Most talk about "Less Than You Think" naturally zeroes in on that alien, mechanical drone, which subsumes most of its runtime.
"Even I don't want to listen to it every time I play through the album," Tweedy once said. "But the times I do calm myself down and pay attention to it, I think it's valuable and moving and cathartic. I wouldn't have put it on the record if I didn't think it was great."
Partly why it hits so hard is that the preceding music is so magnificent — a devastated, naked ballad with Kotche's hammered dulcimer sparkling overhead.
"I wanted to make an album about identity, and within that is the idea of a higher power, the idea of randomness, and that anything can happen, and that we can't control it," Tweedy said in the same interview. Which is exactly what "Less Than You Think" communicates.
Wilco being Wilco, A Ghost is Born doesn't crumple into a heap: it finds a ray of hopeful light. The tumbling rocker "The Late Greats" turns over rock history to examine the underside:
"The best band will never get signed/ The K-Settes starring Butcher's Blind," Tweedy sings. "They never even played a show/ You can't hear 'em on the radio." And, as he concludes before the triumphal little finale: "The best song will never get sung/ The best laugh never leaves your lungs."

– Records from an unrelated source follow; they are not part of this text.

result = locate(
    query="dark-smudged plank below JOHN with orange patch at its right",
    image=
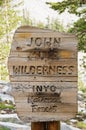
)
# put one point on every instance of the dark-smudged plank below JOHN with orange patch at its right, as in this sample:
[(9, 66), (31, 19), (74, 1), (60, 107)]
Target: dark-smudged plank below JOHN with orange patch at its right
[(60, 54)]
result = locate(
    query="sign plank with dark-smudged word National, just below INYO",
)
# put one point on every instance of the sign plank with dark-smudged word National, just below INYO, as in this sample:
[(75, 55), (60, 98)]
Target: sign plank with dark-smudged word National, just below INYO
[(68, 96)]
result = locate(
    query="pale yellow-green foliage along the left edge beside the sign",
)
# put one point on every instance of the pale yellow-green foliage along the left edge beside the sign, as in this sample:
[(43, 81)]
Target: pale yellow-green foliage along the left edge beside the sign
[(9, 21)]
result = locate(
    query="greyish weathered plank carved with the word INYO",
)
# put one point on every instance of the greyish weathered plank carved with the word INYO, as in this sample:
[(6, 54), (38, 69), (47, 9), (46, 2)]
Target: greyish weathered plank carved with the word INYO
[(65, 89)]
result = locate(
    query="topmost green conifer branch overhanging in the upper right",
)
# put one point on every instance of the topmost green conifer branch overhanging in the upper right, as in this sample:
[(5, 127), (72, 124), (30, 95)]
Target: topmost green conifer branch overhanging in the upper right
[(71, 5)]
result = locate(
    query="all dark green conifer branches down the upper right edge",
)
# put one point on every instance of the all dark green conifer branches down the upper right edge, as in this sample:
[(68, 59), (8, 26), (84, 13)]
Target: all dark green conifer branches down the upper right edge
[(79, 27)]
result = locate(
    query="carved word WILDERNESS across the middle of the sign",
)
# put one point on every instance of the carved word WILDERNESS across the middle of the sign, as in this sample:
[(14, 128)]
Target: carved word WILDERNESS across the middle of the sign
[(44, 70)]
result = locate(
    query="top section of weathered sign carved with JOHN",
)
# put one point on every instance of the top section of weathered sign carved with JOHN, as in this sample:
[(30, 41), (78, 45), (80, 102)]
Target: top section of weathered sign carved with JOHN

Looking back, "It's kind of hard to quantify," Jorgensen says. "Is it a rock record? Yeah. Is it a folk-rock record? Yeah, I guess. Is it an experimental album? There's certainly a component of that. It is all these things, but not one thing.
"So, I guess I identify with that part of it," he concludes. "It's a constellation." Indeed, across A Ghost is Born, there's a star for everyone: for its 20th anniversary, dust off the album, lie awake, and count them.